C'est toujours important pour un dirigeant de ne pas être l'homme d'un clan et d'être plutôt un chef d'équipe voire un passeur, capable de faire émerger de nouveaux visages et surtout de nouveaux talents.
Un projet
Un Premier secrétaire, comme tout dirigeant politique a "des proches", un "entourage", une "garde rapprochée". Il peut s'agir de courtisans ou d'une génération qu'on peut décider de former pour faire émerger de nouvelles têtes. C'est une entreprise à la fois indispensable et difficile. Quand on a été "leader d'une génération" il est normal de devenir un "passeur". Mais la gestion des talents doit dominer sur la prise en compte des ambitions légitimes des uns et des impatiences des autres.

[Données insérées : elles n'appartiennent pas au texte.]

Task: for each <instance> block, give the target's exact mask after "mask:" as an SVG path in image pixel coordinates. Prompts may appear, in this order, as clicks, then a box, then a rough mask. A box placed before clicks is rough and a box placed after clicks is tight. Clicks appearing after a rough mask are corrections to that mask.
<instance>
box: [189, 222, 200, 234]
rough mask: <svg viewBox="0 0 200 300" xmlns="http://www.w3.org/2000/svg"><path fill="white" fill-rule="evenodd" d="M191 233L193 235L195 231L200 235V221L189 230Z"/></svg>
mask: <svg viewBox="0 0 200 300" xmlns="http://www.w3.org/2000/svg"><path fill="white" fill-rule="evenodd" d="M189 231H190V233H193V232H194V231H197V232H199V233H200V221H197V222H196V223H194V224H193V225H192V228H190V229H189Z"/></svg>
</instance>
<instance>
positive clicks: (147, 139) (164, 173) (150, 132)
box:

Nul ne peut ignorer les postures et les impostures.
En politique, il n'y a pas de génération spontanée, même si de nos jours, si on appliquait à la religion ce qu'on observe en politique, on verrait des ouailles briguer la Curie papale sans jamais avoir ouvert une Bible, ignorant la doctrine et méprisant les principaux préceptes... l'exigence de concret pousse beaucoup de futurs cadres à renoncer à devenir des intellectuels militants, théoriciens plus que techniciens, penseurs plus qu'experts, enracinés dans le réel plus que dans les statistiques.

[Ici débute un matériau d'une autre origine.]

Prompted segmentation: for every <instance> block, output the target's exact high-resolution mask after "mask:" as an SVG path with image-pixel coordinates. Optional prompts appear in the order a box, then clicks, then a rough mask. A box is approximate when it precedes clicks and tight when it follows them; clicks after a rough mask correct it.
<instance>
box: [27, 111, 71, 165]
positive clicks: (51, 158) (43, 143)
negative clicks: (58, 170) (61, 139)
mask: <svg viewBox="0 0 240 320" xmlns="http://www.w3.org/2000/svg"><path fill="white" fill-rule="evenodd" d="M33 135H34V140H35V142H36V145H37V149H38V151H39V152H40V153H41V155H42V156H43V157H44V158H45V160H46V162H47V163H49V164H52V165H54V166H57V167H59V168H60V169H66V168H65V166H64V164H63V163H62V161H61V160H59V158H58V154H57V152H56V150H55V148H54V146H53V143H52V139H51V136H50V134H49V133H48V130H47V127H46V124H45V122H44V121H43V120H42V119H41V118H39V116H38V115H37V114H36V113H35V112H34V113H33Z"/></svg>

Le projet c'est aussi la "rénovation permanente" du Parti. Quand on dirige un parti vieux de 110 ans, on traîne ses pesanteurs. Le changer est certaines d'une impérieuse nécessité, mais cela est aussi une dangereuse sensibilité.
Il faut avoir le courage de se méfier de ses propres conservatismes tout en restant fidèle à soi-même. Dans le congrès de Bad Godesberg où le SPD abandonna le marxisme, il y eu aussi l'idée qu'il devait être "le parti de toute la société". Parler à tout le monde c'est sceller cette "alliance des productifs" que Cambadélis appelle de ses vœux dans la Troisième gauche.
Reste une question, celle de sa capacité à imposer "sa ligne" à Manuel Valls.
La question ne se pose pas en ces termes. Mais il est clair que nous ne sommes ni en Chine ni en Grande-Bretagne : ce n'est pas le parti qui fixe la ligne du gouvernement, pouvant via son groupe parlementaire ou sa direction désavouer à tout moment ledit gouvernement. Il est tout aussi clair, que les responsabilités gouvernementales n'affranchissent pas les ministres des engagements pris par le parti. Il ne faut pas commettre l'erreur de jouer le parti contre le pays, mais il faut faire en sorte que le parti soit le porte voix du pays facilitant la tâche pour le gouvernement en travaillant les esprits et en préparant les esprits pour faire passer les réformes du gouvernement. Bref, un parti intercesseur, un parti trait d'union. Tâche difficile, mais indispensable.